La frase che ha cambiato il mio giovedì sera è stata: “Ti va di venire all’Altrove? Si suona, si chiacchiera, ci prendiamo una birra”.

Da musicista che si rispetti, il mio amico mi ha trascinata nel suo covo con i suoi modi di fare altamente persuasivi. Lui sa perfettamente che non sono fatta per i locali, per la vita sociale, ma ci ha provato comunque, perché sa anche quanto mi piaccia la musica e vedere la gente suonare. Non lo ringrazierò mai abbastanza.

Da allora, tu non sei più stato soltanto un bar, sei diventato ciò che avrei voluto trovare una volta cambiata la mia vita da zero a cento, proprio come quello che ero abituata ad avere a Lecce: un luogo di ritrovo, un punto di riferimento dove conoscere gente nuova e che, per quel che si può, la sera fa staccare la spina per qualche ora.

Per noi giovani è quasi sempre comune ed elettrizzante voler cambiare aria, andare a vivere da soli ed essere indipendenti, ma la verità è che avremo sempre qualcosa che ci manca andando via.

Dunque, questo è stato il mio “Altrove-Effect”: l’arrivo del giovedì significava l’inizio del weekend, la pausa al centro di una settimana intensa di studio e di lezioni.

Il fatto che da te si conoscessero tutti per me è stato come riconoscere un qualcosa che un po’ somigliava alla mia comitiva di amici di sempre: mi sono accorta sempre più di come fosse ogni volta una grande festa, anche se magari la giornata era andata storta.

Quindi, con il passare delle settimane, ho iniziato a credere che come tu stessi diventando per me una piacevole certezza, forse lo eri anche per gli altri.

Sono sempre stata una silenziosa osservatrice più che una conversatrice; ho quindi iniziato a studiare tutto ciò che mi circondava: l’euforico presentatore e organizzatore, Andrea, mi ha colpita immediatamente con il suo modo di fare.

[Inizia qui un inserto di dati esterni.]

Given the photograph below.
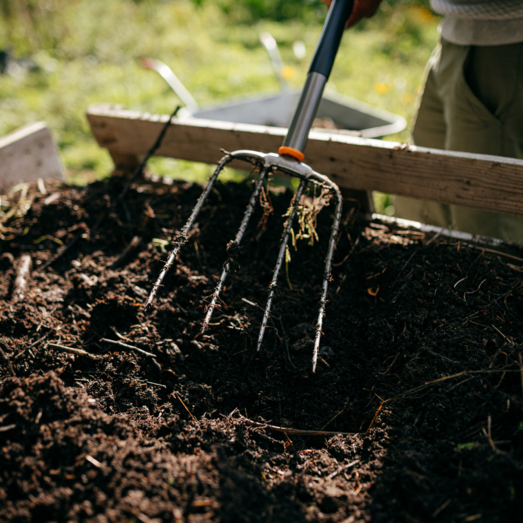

Non ti conosce minimamente? Perfetto, da quel momento sei suo amico e ti fa sentire a casa, cercando di coinvolgerti in tutti i modi: è inutile, non hai via di scampo. Si vede che ci mette il cuore.

Girava tra i tavoli come un criceto sulla ruota: “Questo pezzo me lo fai tu?”, “Ma tu questa la sai?”, “Daje che poi tocca a te, mi serve il basso”.

Chiunque può andare in fondo alla tua sala, ovvero il palco, e divertirsi: da solo, in compagnia, trovando un musicista a caso che sappia accompagnarlo, stonando, urlando, con la band, in duetto. Che importa? L’importante è che tu ti stia divertendo.

Questo è (credo) il genere di posti che un fuori-sede ha bisogno di frequentare: che ti piaccia la musica o no, il concept è lo stesso: sentirsi a casa.

La mia è stata presso te, in via Guglielmo Marconi 4.